# Hi res wallpaper



## androidphan88 (Jun 15, 2011)

Does anyone know a good place to get wall papers in 2560x1600 for this tablet.

Would really like a loyyd wall paper but what something at its native resolution

Sent from my Nexus 10 using Tapatalk 2


----------



## SplicedX (Jun 15, 2011)

here you go. I use the 2880X1880 res

http://interfacelift.com/wallpaper/downloads/date/widescreen/2560x1600/


----------



## MykalDre (Dec 9, 2012)

Went and Google image searched "2650x1600" and found hundreds. Just type snow or mountain after it and you get some gorgeous wallpapers

Sent from my Stoned Nexus 10 using RootzWiki


----------



## Dagr (Nov 20, 2012)

I have always liked Vlad's work at www.vladstudio.com.
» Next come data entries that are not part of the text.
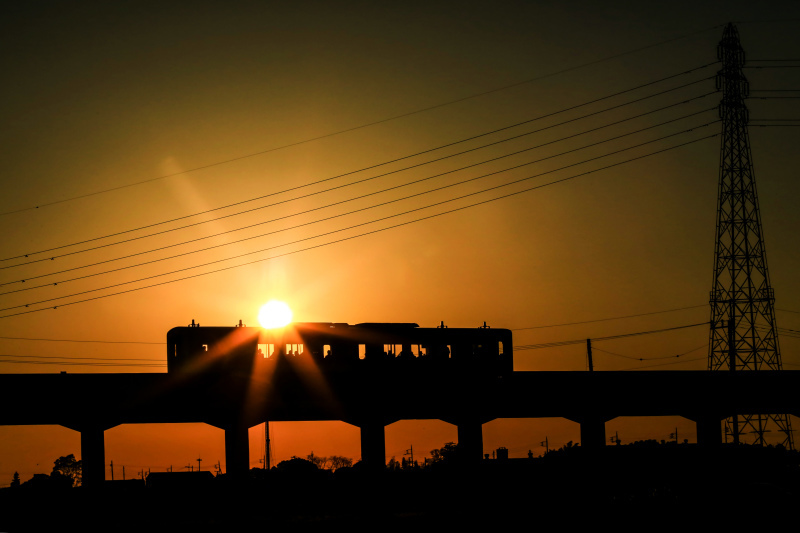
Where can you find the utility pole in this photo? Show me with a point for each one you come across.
(589, 354)
(410, 452)
(743, 333)
(267, 450)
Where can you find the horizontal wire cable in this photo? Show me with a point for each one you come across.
(369, 222)
(355, 128)
(152, 365)
(369, 168)
(612, 318)
(605, 338)
(70, 358)
(350, 184)
(331, 217)
(76, 340)
(704, 345)
(513, 329)
(313, 247)
(666, 364)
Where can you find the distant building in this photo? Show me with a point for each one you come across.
(179, 480)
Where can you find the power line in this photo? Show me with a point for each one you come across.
(514, 329)
(362, 126)
(373, 231)
(76, 340)
(704, 345)
(50, 363)
(354, 183)
(540, 117)
(104, 359)
(667, 364)
(611, 318)
(606, 338)
(325, 219)
(395, 215)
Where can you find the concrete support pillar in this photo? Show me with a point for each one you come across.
(237, 452)
(593, 433)
(373, 445)
(470, 441)
(93, 457)
(709, 432)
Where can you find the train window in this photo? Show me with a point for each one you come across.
(294, 349)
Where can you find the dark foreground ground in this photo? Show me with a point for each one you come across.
(645, 487)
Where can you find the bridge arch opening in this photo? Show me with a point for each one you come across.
(33, 449)
(325, 438)
(419, 436)
(661, 429)
(142, 448)
(523, 436)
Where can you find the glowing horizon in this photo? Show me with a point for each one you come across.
(274, 314)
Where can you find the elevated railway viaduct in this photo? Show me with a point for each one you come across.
(93, 403)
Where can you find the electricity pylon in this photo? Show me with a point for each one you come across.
(743, 330)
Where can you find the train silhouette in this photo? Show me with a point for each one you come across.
(338, 346)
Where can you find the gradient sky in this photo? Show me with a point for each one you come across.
(99, 97)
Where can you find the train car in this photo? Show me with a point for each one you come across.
(338, 346)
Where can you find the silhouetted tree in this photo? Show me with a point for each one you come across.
(446, 453)
(320, 462)
(67, 468)
(296, 465)
(336, 462)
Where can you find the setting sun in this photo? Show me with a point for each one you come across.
(274, 314)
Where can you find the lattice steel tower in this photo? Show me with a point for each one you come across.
(743, 331)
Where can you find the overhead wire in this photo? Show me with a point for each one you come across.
(704, 345)
(363, 181)
(604, 338)
(317, 182)
(380, 219)
(77, 340)
(611, 318)
(362, 126)
(331, 217)
(561, 180)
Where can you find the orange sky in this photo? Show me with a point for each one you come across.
(99, 97)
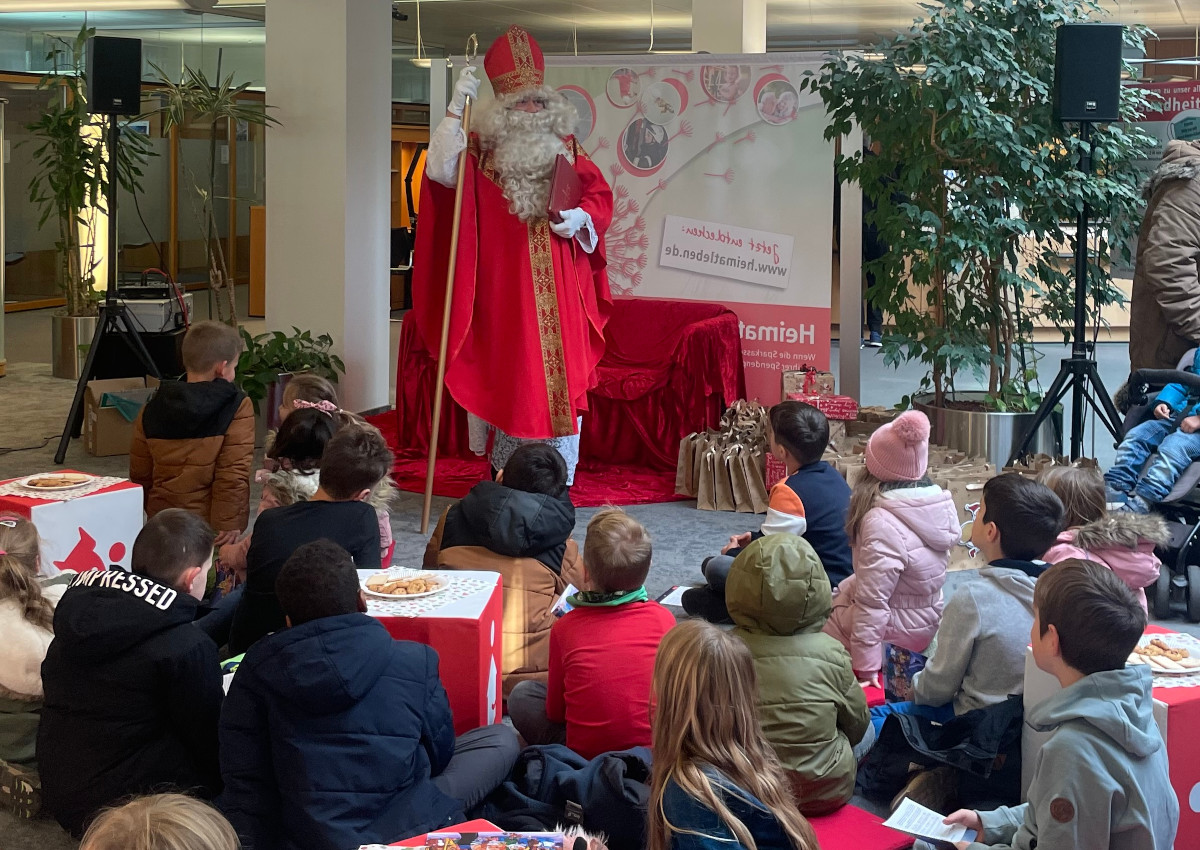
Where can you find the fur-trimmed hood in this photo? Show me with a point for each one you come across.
(1181, 161)
(1120, 530)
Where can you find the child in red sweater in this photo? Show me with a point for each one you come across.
(601, 653)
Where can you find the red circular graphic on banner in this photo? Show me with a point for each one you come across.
(664, 101)
(586, 108)
(643, 147)
(624, 88)
(725, 83)
(775, 99)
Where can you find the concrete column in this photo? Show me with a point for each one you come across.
(328, 167)
(729, 25)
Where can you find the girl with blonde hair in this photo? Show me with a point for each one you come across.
(901, 530)
(27, 622)
(1122, 542)
(162, 821)
(717, 782)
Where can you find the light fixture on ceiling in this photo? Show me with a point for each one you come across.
(106, 5)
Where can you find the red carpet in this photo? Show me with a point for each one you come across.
(595, 484)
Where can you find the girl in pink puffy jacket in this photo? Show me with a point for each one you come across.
(1125, 543)
(901, 531)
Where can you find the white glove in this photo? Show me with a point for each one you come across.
(571, 222)
(466, 87)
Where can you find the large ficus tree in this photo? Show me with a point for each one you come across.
(977, 186)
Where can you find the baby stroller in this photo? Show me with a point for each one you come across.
(1180, 579)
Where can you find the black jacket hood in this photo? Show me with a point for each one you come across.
(187, 411)
(107, 612)
(511, 522)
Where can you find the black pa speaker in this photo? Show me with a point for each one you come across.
(114, 76)
(1087, 72)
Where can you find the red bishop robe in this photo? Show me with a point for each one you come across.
(529, 307)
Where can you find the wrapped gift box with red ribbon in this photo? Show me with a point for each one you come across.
(808, 379)
(840, 407)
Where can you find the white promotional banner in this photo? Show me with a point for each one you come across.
(723, 184)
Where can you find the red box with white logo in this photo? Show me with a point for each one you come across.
(89, 532)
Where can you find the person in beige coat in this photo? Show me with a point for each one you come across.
(1164, 315)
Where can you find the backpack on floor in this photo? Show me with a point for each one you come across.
(552, 785)
(984, 744)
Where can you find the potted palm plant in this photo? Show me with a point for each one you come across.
(976, 187)
(196, 102)
(70, 180)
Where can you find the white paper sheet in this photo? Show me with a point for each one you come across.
(917, 820)
(675, 597)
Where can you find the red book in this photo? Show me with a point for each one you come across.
(565, 190)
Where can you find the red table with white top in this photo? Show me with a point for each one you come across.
(1177, 714)
(87, 532)
(463, 624)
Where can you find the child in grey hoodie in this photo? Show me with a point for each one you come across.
(1101, 782)
(978, 656)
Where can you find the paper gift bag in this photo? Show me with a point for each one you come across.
(741, 464)
(684, 465)
(759, 488)
(706, 480)
(724, 489)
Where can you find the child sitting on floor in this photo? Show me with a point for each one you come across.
(901, 528)
(336, 735)
(1102, 778)
(1122, 542)
(717, 782)
(132, 686)
(1171, 436)
(811, 707)
(813, 501)
(162, 821)
(193, 442)
(297, 453)
(27, 622)
(355, 460)
(601, 653)
(520, 526)
(978, 658)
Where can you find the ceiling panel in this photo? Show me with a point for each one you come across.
(624, 25)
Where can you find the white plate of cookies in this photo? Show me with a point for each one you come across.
(403, 584)
(53, 482)
(1165, 659)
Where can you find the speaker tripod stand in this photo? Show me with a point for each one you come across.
(114, 317)
(1078, 372)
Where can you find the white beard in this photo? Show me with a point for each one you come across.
(525, 147)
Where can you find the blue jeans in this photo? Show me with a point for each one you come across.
(935, 713)
(1176, 452)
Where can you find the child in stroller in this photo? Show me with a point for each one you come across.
(1171, 489)
(1173, 432)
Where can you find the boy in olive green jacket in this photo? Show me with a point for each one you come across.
(811, 706)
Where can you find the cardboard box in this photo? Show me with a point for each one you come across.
(106, 429)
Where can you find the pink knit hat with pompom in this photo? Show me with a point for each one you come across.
(899, 450)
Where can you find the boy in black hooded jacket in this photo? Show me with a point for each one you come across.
(132, 686)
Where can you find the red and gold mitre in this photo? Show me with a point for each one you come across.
(514, 63)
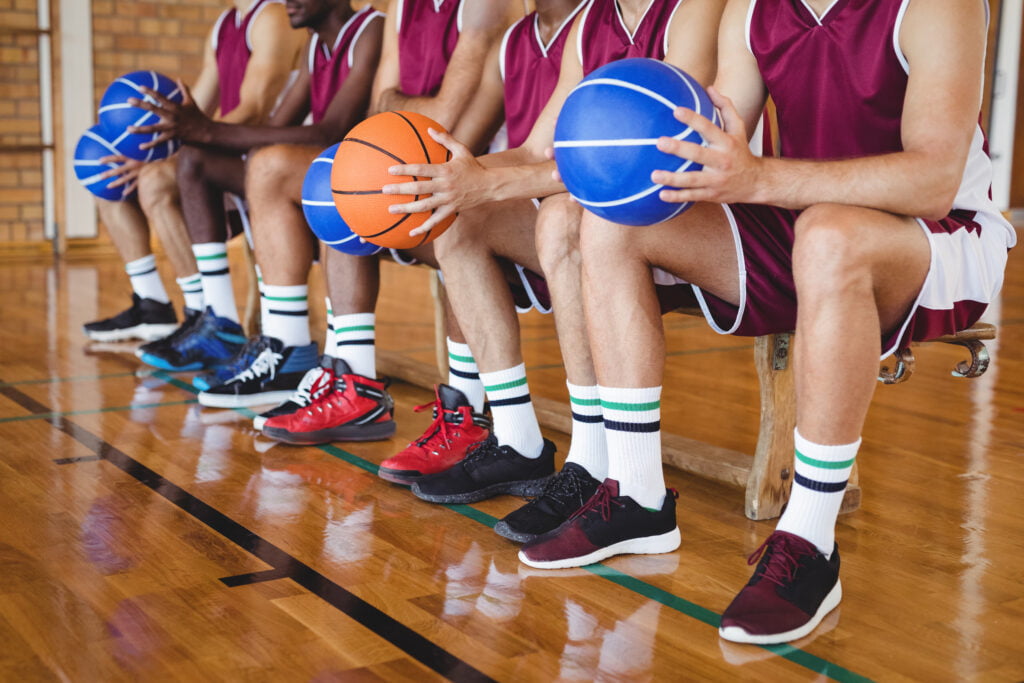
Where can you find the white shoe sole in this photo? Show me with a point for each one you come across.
(648, 545)
(145, 332)
(245, 400)
(738, 635)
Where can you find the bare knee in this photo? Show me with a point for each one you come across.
(558, 233)
(833, 248)
(157, 185)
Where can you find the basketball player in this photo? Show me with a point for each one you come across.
(247, 61)
(333, 87)
(877, 219)
(431, 62)
(497, 220)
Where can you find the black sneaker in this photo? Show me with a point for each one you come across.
(192, 316)
(271, 377)
(793, 589)
(486, 471)
(564, 494)
(145, 319)
(316, 381)
(608, 524)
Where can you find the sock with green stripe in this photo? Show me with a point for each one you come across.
(286, 313)
(145, 280)
(818, 483)
(464, 375)
(330, 345)
(354, 339)
(192, 291)
(633, 427)
(512, 411)
(589, 447)
(217, 292)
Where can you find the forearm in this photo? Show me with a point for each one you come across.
(905, 183)
(242, 138)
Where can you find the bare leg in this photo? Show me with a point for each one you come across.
(158, 194)
(857, 272)
(285, 245)
(126, 224)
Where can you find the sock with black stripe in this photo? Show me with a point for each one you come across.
(633, 427)
(192, 291)
(464, 375)
(286, 313)
(512, 411)
(820, 475)
(145, 280)
(354, 339)
(589, 447)
(217, 292)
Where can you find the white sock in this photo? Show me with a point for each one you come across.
(286, 314)
(329, 341)
(145, 280)
(192, 290)
(464, 375)
(217, 292)
(512, 411)
(589, 447)
(818, 484)
(354, 337)
(633, 427)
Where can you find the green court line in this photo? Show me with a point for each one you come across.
(113, 409)
(692, 609)
(77, 378)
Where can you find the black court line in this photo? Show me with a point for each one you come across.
(283, 564)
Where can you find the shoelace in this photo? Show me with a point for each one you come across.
(782, 560)
(264, 364)
(312, 385)
(600, 502)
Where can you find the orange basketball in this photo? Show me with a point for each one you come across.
(360, 170)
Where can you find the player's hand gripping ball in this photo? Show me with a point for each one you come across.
(606, 138)
(360, 170)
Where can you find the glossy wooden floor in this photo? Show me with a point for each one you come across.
(144, 539)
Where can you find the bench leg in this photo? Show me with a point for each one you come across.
(771, 474)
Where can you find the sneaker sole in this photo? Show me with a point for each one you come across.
(648, 545)
(372, 432)
(523, 487)
(243, 400)
(738, 635)
(157, 361)
(502, 528)
(145, 332)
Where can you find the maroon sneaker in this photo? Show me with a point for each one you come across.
(607, 524)
(793, 589)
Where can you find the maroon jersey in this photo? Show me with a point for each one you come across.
(330, 67)
(231, 46)
(428, 32)
(603, 37)
(529, 70)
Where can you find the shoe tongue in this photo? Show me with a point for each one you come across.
(341, 368)
(452, 398)
(612, 486)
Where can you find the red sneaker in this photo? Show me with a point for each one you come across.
(454, 429)
(358, 410)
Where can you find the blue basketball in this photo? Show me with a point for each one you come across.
(116, 114)
(90, 148)
(317, 205)
(606, 136)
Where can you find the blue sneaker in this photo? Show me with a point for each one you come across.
(210, 342)
(271, 377)
(221, 373)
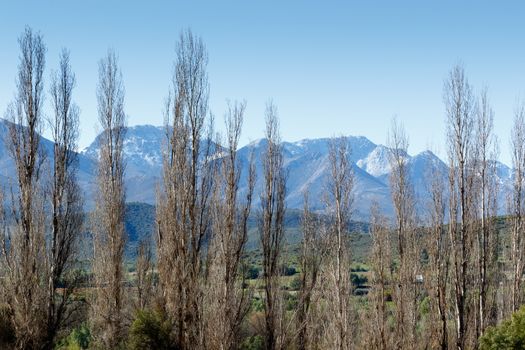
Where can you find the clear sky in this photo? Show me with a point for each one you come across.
(331, 67)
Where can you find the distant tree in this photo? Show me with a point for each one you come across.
(438, 248)
(144, 271)
(459, 103)
(403, 201)
(487, 240)
(517, 209)
(227, 301)
(108, 219)
(184, 200)
(312, 254)
(381, 264)
(24, 263)
(66, 202)
(271, 231)
(510, 334)
(339, 200)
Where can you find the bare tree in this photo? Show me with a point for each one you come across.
(438, 247)
(183, 204)
(312, 255)
(227, 300)
(517, 205)
(381, 265)
(459, 104)
(108, 218)
(144, 270)
(23, 242)
(339, 201)
(404, 207)
(66, 203)
(271, 230)
(487, 210)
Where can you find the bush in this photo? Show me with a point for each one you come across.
(78, 339)
(150, 330)
(510, 334)
(253, 343)
(296, 283)
(251, 273)
(358, 280)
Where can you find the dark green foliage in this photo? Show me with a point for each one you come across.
(150, 330)
(296, 283)
(510, 334)
(288, 270)
(139, 219)
(251, 273)
(358, 280)
(78, 339)
(253, 343)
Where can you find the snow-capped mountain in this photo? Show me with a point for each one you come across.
(306, 162)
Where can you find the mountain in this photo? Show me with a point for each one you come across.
(306, 162)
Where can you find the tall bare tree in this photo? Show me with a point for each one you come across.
(517, 206)
(339, 200)
(487, 209)
(459, 104)
(108, 219)
(23, 242)
(144, 270)
(271, 230)
(183, 204)
(381, 265)
(312, 253)
(66, 202)
(227, 300)
(404, 206)
(438, 248)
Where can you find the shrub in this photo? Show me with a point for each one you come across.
(253, 343)
(78, 339)
(510, 334)
(150, 330)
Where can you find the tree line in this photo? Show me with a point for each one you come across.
(441, 273)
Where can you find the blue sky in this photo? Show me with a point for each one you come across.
(332, 67)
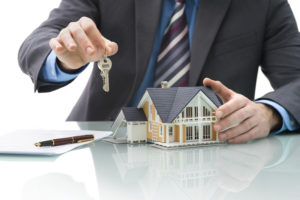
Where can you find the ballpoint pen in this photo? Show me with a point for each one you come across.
(67, 140)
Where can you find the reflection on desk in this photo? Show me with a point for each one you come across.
(208, 173)
(261, 170)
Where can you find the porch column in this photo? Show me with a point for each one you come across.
(200, 132)
(167, 134)
(180, 134)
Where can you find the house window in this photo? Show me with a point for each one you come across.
(206, 112)
(170, 131)
(189, 112)
(150, 111)
(196, 112)
(206, 132)
(196, 132)
(160, 131)
(189, 133)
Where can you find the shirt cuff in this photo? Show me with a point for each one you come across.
(51, 73)
(289, 122)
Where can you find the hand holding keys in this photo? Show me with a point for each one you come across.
(105, 65)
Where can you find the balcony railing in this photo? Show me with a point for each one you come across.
(196, 119)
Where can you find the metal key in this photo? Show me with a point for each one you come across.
(105, 65)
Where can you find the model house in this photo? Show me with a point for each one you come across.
(172, 117)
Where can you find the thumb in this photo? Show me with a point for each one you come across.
(111, 47)
(220, 89)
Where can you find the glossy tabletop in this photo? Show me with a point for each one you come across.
(263, 169)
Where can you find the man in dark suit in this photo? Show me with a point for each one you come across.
(226, 40)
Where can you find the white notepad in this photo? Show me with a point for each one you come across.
(22, 141)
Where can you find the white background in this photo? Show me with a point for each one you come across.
(18, 102)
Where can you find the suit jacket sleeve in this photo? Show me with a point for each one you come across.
(281, 57)
(35, 49)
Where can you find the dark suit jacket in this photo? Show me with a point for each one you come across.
(232, 38)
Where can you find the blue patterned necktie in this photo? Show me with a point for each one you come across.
(173, 62)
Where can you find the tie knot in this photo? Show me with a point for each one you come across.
(180, 1)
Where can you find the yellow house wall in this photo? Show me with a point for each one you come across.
(165, 133)
(176, 133)
(146, 109)
(214, 133)
(184, 133)
(149, 134)
(153, 112)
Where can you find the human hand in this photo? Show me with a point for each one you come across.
(80, 43)
(240, 119)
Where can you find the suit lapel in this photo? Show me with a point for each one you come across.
(147, 15)
(208, 20)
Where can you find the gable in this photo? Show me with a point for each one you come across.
(169, 102)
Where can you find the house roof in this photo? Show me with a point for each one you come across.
(133, 114)
(169, 102)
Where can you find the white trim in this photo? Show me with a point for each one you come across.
(143, 99)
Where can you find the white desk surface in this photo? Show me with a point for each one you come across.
(264, 169)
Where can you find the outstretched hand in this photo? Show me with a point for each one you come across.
(80, 43)
(240, 119)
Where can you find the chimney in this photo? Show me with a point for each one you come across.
(164, 84)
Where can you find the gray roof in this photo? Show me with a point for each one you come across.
(133, 114)
(169, 102)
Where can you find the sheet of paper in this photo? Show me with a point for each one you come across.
(22, 141)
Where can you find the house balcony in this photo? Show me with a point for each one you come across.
(206, 119)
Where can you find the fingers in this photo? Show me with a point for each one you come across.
(242, 128)
(234, 118)
(236, 103)
(83, 37)
(250, 135)
(55, 45)
(218, 88)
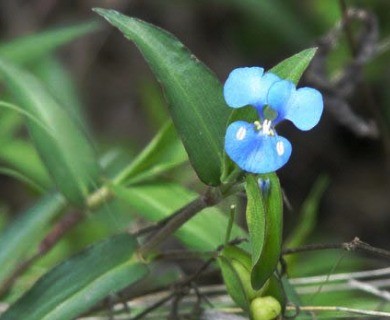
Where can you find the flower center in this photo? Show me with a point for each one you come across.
(280, 148)
(241, 133)
(265, 127)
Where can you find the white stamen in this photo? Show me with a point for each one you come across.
(241, 133)
(280, 148)
(267, 127)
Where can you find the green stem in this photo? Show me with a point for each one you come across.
(180, 217)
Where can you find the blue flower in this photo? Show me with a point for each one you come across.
(256, 147)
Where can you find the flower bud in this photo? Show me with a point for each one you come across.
(265, 308)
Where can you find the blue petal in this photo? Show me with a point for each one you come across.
(248, 86)
(253, 151)
(303, 107)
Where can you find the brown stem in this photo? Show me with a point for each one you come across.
(179, 218)
(354, 245)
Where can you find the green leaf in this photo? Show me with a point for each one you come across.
(292, 68)
(163, 153)
(21, 157)
(193, 92)
(234, 285)
(308, 213)
(10, 122)
(61, 86)
(265, 220)
(23, 234)
(32, 47)
(255, 217)
(63, 147)
(158, 201)
(79, 283)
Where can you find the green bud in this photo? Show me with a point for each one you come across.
(236, 267)
(265, 308)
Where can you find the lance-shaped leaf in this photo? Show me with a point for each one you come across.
(21, 156)
(32, 47)
(77, 284)
(63, 147)
(21, 236)
(193, 92)
(264, 216)
(163, 153)
(155, 202)
(292, 68)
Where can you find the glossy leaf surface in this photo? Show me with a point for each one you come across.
(163, 153)
(193, 92)
(63, 147)
(265, 219)
(293, 68)
(20, 156)
(27, 229)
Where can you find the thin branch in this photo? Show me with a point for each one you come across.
(355, 245)
(340, 309)
(341, 276)
(366, 287)
(180, 217)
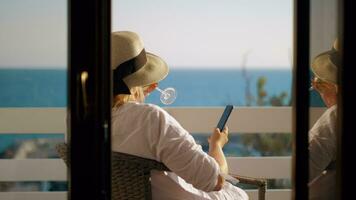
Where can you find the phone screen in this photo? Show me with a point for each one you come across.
(225, 117)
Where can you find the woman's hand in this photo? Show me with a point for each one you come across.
(219, 138)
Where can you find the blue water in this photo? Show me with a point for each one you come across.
(47, 88)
Great wallpapers with every type of resolution pretty much. Worth checking out!


----------



## throwbot (Jan 2, 2012)

Wall base is a decent app for finding hi res pics, but I don't think you can search by resolution which kinda sucks. Has some good ones, tho

Sent from my Galaxy Nexus using Tapatalk 2


----------



## JS0724 (Jul 15, 2011)

throwbot said:


> Wall base is a decent app for finding hi res pics, but I don't think you can search by resolution which kinda sucks. Has some good ones, tho
> 
> Sent from my Galaxy Nexus using Tapatalk 2


You can select resolution in the settings of Wallbase app.

Sent from my Nexus 10 using Tapatalk HD


----------